A library that rots is not a library, it is a hazard. AI on top of a hazardous library produces hazardous output. The AI feature surfaces a 14-month-old answer about an audit period that ended; the drafter ships it; the deal is lost; the team blames the AI.
The category response, so far, has been to add more AI features. That doesn’t fix the underlying rot. It accelerates the failure.
What the alternative looks like
I think the alternative is uncomfortable for incumbents and unfamiliar to buyers. The product has to put discipline on the content layer, not just intelligence on top of it. Specifically:
Freshness as a first-class concern. Every block has a last-verified date. Blocks that reference time-bounded facts (audit periods, retention windows, certification levels) get an automatic flag when the time bound is approaching. The product drives the SME to review the block before it goes stale, not after a deal is lost. We covered the implementation in the shipped freshness scores changelog and the shipped freshness alerts changelog.

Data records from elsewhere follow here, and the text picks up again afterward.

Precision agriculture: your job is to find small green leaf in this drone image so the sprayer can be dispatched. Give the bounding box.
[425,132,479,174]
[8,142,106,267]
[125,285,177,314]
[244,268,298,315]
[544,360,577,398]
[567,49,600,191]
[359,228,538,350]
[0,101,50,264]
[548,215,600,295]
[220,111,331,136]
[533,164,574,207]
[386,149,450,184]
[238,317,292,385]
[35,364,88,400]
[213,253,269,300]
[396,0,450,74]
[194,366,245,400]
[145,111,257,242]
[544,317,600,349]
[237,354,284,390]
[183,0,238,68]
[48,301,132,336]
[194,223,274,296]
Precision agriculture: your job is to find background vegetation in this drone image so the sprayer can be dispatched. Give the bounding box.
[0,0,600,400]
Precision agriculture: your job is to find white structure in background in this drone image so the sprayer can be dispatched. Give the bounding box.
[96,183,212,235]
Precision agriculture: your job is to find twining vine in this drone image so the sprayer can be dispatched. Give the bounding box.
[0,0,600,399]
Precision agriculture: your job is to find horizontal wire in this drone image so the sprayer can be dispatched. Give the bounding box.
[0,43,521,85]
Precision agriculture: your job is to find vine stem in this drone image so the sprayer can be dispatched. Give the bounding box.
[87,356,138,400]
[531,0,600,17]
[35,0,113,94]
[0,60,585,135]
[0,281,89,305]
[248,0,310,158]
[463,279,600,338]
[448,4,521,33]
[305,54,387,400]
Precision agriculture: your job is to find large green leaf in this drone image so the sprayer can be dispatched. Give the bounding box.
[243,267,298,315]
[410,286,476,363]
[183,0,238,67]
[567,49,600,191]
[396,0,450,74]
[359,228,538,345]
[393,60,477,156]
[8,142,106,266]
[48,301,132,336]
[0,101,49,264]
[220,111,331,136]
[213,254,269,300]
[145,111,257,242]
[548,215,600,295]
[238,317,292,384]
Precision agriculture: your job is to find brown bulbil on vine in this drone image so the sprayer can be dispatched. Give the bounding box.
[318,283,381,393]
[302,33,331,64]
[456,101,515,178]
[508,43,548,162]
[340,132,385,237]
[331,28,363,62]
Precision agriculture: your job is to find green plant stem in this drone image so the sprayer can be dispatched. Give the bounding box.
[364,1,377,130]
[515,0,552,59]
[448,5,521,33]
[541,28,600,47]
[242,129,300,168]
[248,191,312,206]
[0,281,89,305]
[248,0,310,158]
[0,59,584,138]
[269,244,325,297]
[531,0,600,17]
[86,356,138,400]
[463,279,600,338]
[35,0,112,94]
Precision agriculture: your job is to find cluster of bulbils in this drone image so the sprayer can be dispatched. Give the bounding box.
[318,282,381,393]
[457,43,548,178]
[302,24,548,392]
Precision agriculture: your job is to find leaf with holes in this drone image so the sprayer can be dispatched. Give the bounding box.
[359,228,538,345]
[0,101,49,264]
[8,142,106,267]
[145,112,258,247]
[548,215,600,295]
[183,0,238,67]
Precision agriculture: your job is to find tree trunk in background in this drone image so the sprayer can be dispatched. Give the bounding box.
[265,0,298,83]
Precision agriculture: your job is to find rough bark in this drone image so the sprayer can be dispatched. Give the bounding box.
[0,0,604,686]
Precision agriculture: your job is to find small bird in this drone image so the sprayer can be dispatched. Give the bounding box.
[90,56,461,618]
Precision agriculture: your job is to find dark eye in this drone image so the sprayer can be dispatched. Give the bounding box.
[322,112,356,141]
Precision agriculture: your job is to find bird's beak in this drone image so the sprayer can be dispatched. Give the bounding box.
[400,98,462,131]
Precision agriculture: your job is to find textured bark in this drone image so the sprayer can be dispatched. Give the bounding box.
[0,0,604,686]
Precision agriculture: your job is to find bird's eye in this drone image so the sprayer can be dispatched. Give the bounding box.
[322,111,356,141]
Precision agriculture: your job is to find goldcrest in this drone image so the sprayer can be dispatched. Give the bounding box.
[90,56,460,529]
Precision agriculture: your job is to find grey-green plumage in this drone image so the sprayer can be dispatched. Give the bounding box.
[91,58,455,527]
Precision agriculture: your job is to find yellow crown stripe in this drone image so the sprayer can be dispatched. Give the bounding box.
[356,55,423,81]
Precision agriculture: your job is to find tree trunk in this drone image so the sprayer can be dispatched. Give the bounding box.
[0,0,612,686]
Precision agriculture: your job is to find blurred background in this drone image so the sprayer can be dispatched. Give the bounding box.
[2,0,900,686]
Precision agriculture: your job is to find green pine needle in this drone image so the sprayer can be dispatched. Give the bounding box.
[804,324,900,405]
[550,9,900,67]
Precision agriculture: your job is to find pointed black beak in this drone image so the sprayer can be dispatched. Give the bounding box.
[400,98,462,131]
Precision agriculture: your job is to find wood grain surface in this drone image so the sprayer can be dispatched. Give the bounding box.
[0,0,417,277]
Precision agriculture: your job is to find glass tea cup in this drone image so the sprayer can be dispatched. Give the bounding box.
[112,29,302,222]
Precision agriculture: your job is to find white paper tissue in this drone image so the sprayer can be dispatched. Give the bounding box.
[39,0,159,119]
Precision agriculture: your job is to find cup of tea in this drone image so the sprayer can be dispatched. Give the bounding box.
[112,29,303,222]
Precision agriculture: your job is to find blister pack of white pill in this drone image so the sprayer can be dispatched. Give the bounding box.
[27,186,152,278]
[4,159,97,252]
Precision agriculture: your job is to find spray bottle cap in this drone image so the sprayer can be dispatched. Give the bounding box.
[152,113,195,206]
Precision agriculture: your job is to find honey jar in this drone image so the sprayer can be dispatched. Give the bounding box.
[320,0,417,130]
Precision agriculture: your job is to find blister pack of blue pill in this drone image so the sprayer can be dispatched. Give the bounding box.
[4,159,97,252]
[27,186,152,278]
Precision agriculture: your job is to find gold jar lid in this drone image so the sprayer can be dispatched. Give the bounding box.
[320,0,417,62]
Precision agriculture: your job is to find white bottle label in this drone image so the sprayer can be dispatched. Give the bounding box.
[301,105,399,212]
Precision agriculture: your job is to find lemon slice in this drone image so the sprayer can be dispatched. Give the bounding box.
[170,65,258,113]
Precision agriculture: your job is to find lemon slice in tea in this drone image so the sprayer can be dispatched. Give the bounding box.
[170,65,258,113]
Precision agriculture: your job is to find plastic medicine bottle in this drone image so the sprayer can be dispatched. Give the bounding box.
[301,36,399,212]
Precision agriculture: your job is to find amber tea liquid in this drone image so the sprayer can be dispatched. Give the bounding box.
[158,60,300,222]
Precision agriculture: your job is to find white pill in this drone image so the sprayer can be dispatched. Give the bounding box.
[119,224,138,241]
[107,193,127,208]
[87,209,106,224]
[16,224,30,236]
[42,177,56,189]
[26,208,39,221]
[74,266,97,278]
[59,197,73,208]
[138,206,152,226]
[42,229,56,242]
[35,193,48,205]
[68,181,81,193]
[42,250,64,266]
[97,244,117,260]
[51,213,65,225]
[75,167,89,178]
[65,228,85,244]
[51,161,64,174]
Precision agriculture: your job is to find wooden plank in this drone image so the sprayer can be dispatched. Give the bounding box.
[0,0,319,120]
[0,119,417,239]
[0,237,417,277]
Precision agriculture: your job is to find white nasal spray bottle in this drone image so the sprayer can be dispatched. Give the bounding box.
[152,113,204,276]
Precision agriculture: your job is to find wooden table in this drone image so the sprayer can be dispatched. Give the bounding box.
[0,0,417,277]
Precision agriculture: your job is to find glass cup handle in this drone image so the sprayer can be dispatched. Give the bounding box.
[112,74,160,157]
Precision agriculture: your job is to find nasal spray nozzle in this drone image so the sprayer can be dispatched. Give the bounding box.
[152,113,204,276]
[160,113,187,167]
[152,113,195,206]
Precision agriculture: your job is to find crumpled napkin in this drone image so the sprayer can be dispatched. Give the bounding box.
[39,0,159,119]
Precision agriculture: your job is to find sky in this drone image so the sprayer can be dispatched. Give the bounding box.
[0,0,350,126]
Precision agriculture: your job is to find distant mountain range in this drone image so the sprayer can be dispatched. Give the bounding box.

Ownership per block. Not per category. Per block. The KB knows which human is responsible for which paragraph. When the SME leaves the company, the orphaned blocks are visible. The vendor’s job is to make ownership obvious, not to assume it exists.
Citations that prove themselves. When the AI drafts an answer, every claim points to the source span. The reviewer clicks the citation and sees the underlying text. If the cited text does not actually support the claim, the system refuses to draft instead of hallucinating. We covered this in the grounded-AI pledge in code.
Usage telemetry as content health. Blocks that get used 10 times in a quarter are high-confidence; blocks that have not been touched in two years are suspicious. The product surfaces this. The KB owner does not have to guess.
None of these are AI features. They are workflow features that make the AI features stop being a hazard. The incumbents could ship them. They have not, because the AI features are easier to demo and the content discipline is harder to demo and the buyer’s procurement evaluation values demo-ability.
What I think the reviews are really saying
Read the reviews of Loopio and Responsive again with this lens. The complaints are not actually about the AI. They are about the content layer the AI runs on. The AI gets blamed because the AI is the visible layer. The library is the layer that broke.
The category gets unstuck by acknowledging that. We are betting PursuitAgent on it. The bet might be wrong. If the incumbents fix the content layer in the next 18 months, our differentiation collapses. So far, the trajectory of their releases suggests they will keep adding AI features instead. We will see.
Either way: a tool you pay 1,500 dollars per seat per year for should not be an overpriced document repository. The reviewers calling it that are not wrong. They are telling you what they actually use the tool for, and the tool is not delivering what was sold.